I’ll be traveling to San Francisco next week with some work colleagues to attend the Web 2.0 Conference. I attended last year (see the ET Archive for coverage) had a great time. In the midst of our hectic Vignette v7 Migration this will be a welcome break for myself and our lead programmer. And, more importantly, a chance for us to brainstorm and get more ideas of how to push the company even further into the present and on into the future. I’ll be covering the conference on this blog. More to come….
Argh! Special characters in our v6 content has caused major headaches for our v7 migration scripts. Our v6 content entry system has no checking of the content entered into the database (other than perhaps a successful insert). Content Entry people have entered all sorts of strange characters into the system. Our migration scripts often are able to successfully enter the content into the v7 system, but the v7 system can’t handle the publishing of those fields into XML. The Vignette XML parser throws errors when it goes to publish the content into XML. We have had to make our migration scripts much more robust at error checking the content fields before the data is entered into the v7 system.
Another problem we’ve run across is all sorts of different data entered into fields it should not have been. Plus data being entered in multiple types of ways. For instance, we have a company profile content type, which has address fields, including city and state. There is no standardization of how users have entered the state… sometimes you get the full name: North Carolina, sometimes the postal appreviation: NC, sometimes a partial abbreviation: N. Carolina, and sometimes whatever they felt like typing: N. Carol. Granted that a lot of the problem is that these freelancers are copying what is in a print magazine issue, and there is no quality control process (or quality checking in the v6 content entry system).
The migration scripts have had to handle a lot more data cleansing than we had hoped to have to do. In our original migration project planning, we were going to clean the v6 data fields of any html or strange characters and do data cleanup of the states, etc. However, we didn’t really have time for the extra step due to the schedule that has been given to us. So… we’ll do the best we can, and spend a little extra time watching over the migration of each publication.

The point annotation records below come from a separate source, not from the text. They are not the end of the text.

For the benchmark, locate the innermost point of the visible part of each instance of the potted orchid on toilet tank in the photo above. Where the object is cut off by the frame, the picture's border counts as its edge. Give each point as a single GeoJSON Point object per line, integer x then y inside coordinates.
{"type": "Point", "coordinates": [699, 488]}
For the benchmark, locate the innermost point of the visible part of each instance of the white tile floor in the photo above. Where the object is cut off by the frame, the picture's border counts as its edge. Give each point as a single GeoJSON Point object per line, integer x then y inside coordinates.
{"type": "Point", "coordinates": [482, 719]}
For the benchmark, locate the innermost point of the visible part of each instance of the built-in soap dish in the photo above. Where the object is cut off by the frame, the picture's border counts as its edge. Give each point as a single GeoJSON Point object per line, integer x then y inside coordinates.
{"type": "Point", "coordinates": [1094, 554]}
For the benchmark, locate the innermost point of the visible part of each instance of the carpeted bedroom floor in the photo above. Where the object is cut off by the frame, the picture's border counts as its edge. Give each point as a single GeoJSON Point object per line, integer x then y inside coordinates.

This week was more exciting than I ever want to have for awhile. The v6 servers started acting extremely slow on Monday around noon – they were maxing out the Oracle server at 100% cpu. We tried restarting them several times and finally we just had to take them down. One of the webservers had a corrupt hard drive, so we took the downtime to run chkdisk on it. Meanwhile, we put in a support ticket with Vignette to figure out what was causing the Oracle database to max out at 100% cpu.
We tracked the issue down to the cstld process from the CDS in the Oracle logs. The CDS was spawning multiples of them at startup, many of which were inactive, and they were spiking the CPU. Vignette’s first step was to increase the logging on the CDS and all the webservers configured on it. Their initial reaction to the Oracle cstld process was to increase the timeout for the cstld so that the CDS wouldn’t leave the inactive processes hanging. We restarted the CDS, but it didn’t help any.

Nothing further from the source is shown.